So I just finished re-reading Holes by Louis Sachar, and I rembered why I both love and hate it. Love it because it is a masterpiece of storytelling. A tightly-woven, page turning, thrill a page read. I hate it because I will forever wish I’d been the one who had written it.

Ah well.

That aside, in studying the structure of the story, one element really stuck out–the intrigue. I have a theory I’ve shared with my critique group: if you don’t tell the reader what they need, they’ll quit reading. If you don’t tell the reader what they want, they’ll keep reading until they get what they’re after. Sachar doesn’t disappoint. The entire novel is built on a framework of expanding intrigue in two ways. Page to page intrigue. And the chapter to chapter version.

The reader is sucked in from the first line: There is no lake at Camp Green Lake. Well, with that you can’t just stop there. You have to know why there is no lake at a place called Camp Green Lake. As the reader learns in the next few pages. (Spoiler Alert Below:)

Camp Green Lake not only has no lake, but neither is it a camp, aaaand there’s almost nothing green. In the next few pages of Chapter One, the reader is sucked into the revelations of what makes Camp Green Lake the “paradise” it is.

Chapter Two builds on the atrocities of Camp Green Lake and introduces us to our hero Stanley Yelnats who, we are told, was from a poor family, “and had never been to camp before.”
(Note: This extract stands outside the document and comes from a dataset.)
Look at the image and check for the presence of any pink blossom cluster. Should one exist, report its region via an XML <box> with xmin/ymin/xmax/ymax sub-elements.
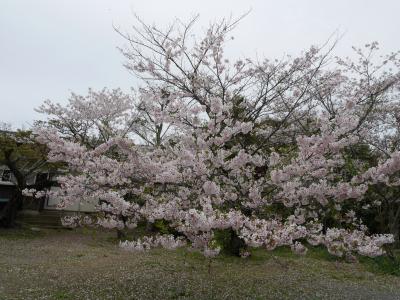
<box><xmin>37</xmin><ymin>17</ymin><xmax>400</xmax><ymax>257</ymax></box>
Chapter Three opens with a horrible bus ride and a gun-toting guard–and heaps of intrigue. We aren’t told what Stanley did to be assigned to Camp Green Lake. Instead, we are exposed to an explosion of questions we want to be answered. From sad sprinkled details of Stanley’s experiences as a bullied young man to recollections of his “no-good-dirty-rotten-pig-stealing-great-great-grandfather!”–we are ensnared into Stanley’s world and engulfed in mystery. Again, we don’t know if he is guilty or not. What we do know is that we feel sorry for him regardless, and we want to know more about him. To top it off, we are treated to a couple of other tidbits that will weigh heavily throughout the story–tidbits that are interesting enough in their own right and force us to find out what they mean.

I won’t go on recounting each chapter, but know this, by the time Sachar plops Stanley in the middle of Camp Green Lake and reveals even more atrocities (and more intrigue–deadly yellow spotted lizards!? ), we are hooked.

The take away? Knowing when to reveal information is key. Do it wrong, and it can not only fail to propel your story forward, it can turn into the dreaded info dump. But done right, sprinkled in just the right amount, and scattered over the appropriate number of pages, that same dump of information becomes a trail of yummy bread crumbs that we can’t eat up fast enough as we race to THE END.